T: Well, whatever. It was simply because I’ve been reading, in the latest one, A Sound Investment, the stuff about us not changing the set list anymore and seeing you there every night, it was just I thought what I’d better do is address it. It’s simply that we… that’s gone now .. you know, James has changed and we won’t be changing the set list very often again. There’s lots of reasons. I’m the only one that wants to change the set list and has wanted to for a year. And no one else does, and the reasons are quite sensible. It started out with the Adrian thing, and him learning a small set. And it was also that, like, if we’re playing to 4000, and maybe a few hundred people come both nights we’d be changing the set and maybe making the set not as good just for those 400.
D: I guess it’d mean messing around with the lights as well.
T: No, the lighting guy wants us to change it, that’s what he’s done for 10 years.
D: The lights last night were much better.
T: He loves the difficulty of not knowing what the hell we’re going to do next. And, it’s like we should make the set list for the 4000 rather than the hundred or two that are coming both nights. That was one of the reasons. And the other was that most of the others believe we play better when we’re playing the same songs. I actually disagree with that, but I’m outvoted. And that’s as it is. So I kinda wanted to say that, because I know people are coming with this expectation and it no longer applies. But, unfortunately, we just aren’t…
D: We’ve been coming watching you for years, quite a few of us…
T: I know. I know. I mean, I miss it, but it’s like… I also see why the others don’t want it, and obviously when we do the Christmas tour it’ll be all the new songs and it’ll be that kind of change, but…

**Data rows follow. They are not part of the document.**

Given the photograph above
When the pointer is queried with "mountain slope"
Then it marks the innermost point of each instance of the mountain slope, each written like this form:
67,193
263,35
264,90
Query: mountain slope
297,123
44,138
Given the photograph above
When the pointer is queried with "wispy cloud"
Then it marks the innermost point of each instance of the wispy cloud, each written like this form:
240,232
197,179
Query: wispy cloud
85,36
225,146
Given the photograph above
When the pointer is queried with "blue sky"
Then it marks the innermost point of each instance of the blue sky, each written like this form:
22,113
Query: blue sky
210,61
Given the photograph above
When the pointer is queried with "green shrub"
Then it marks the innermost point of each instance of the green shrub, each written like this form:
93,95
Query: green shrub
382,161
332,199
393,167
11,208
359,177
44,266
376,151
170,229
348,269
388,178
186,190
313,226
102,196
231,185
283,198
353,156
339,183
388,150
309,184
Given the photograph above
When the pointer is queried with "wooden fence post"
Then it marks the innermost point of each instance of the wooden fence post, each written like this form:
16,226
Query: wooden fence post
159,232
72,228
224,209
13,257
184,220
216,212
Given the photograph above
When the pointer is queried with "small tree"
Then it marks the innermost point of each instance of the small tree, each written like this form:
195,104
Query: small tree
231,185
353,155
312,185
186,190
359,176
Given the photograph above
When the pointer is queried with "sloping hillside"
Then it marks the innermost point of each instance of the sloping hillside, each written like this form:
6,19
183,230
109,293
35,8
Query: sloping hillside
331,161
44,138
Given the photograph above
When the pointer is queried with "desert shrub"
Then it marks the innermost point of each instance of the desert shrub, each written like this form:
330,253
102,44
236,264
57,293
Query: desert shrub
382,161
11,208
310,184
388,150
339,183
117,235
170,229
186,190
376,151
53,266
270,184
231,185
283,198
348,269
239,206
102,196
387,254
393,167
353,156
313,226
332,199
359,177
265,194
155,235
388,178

D: Have you got anything specific planned for later on in the year?
T: Almost certainly something in December.
D: It’ll be even colder outside.
T: It’ll certainly be colder outside. You’ll have to come a bit later. Or you’ll have to bring your thermals.
D: How’s the album going?
T: Fantastic, it’s nearly platinum, by the fact that we get a platinum disc tonight, in advance.
D: On stage?
T: No, no… we haven’t gone that far.
D: It nearly stayed number 1 the week Pulp came out.
T: Yeah, even the second week we were only a few hundred copies away… and now we’re at number 3. It’s doing great. Oh, the other reason is that the last couple of years have been more about survival… like, my physical survival and other people’s kind of survival in different ways.
D: Yeah, we weren’t expecting you to come back last year, we thought it was all over.
T: Yeah. I think in a sense we probably did… or parts of us did. And changing the set list… the other reason why, which is, really sensible, is that it used to cause so many rows before we’d go on stage.
D: We’ve been outside venues sort of… when the doors have been open…
T: It could cause a lot of division, and it was like… well, you know, and in that sense “can’t be arsed” is fair enough… (refering to an article in A Change of Scenery Issue #7)
D: Well, that wasn’t the exact comment I made. The guy who wrote the article in the last fanzine (A Change of Scenery Issue #8)…
T: Well… No, I think there’s some… you see, I’m in two minds… cause I can hear those arguments and I agree… I can see the sense in a lot of them, but there’s something in my spirit that’s very upset by it not changing, and… “can’t be arsed” can be levelled as a criticism sometimes. But it’s more… it’s not so much “can’t be arsed”, it’s that we’re very chaotic… and getting us to rehearse songs… let’s say, two people don’t want to do the song, and you try to get people to rehearse it… it doesn’t work anymore…
D: Is that why some of the songs you’ve been doing, you’ve been doing with three or four members… the other guys not being involved?
T: On the stage you mean? Not really….
D: Ah, with the sessions…
T: Ah, the sessions… Partly, cause those sessions sometimes the room’s not big enough for bass and drums. It really varies. I mean, partly it’s been, you know, who wants to do that session. It’s kind of, shambolic…
D: Cause I guess it’s the first time in a long time that you’ve been doing that many sessions in such a short period of time…
T: Yes… They’ve been great. I thought the GLR was the best we’ve ever done…
D: Was the song you did at Radio 1 – the jam between playing into the show – was that actually…
T: I can’t remember it, actually. I don’t know what we were doing at the time.
D: I think Mike at the BBC was recording it.
T: No, that was just us messing around. Noone’s even listened back to it. Like, we made up a song today in soundcheck and one yesterday, but to be honest they get lost a lot. It’s like us just playing.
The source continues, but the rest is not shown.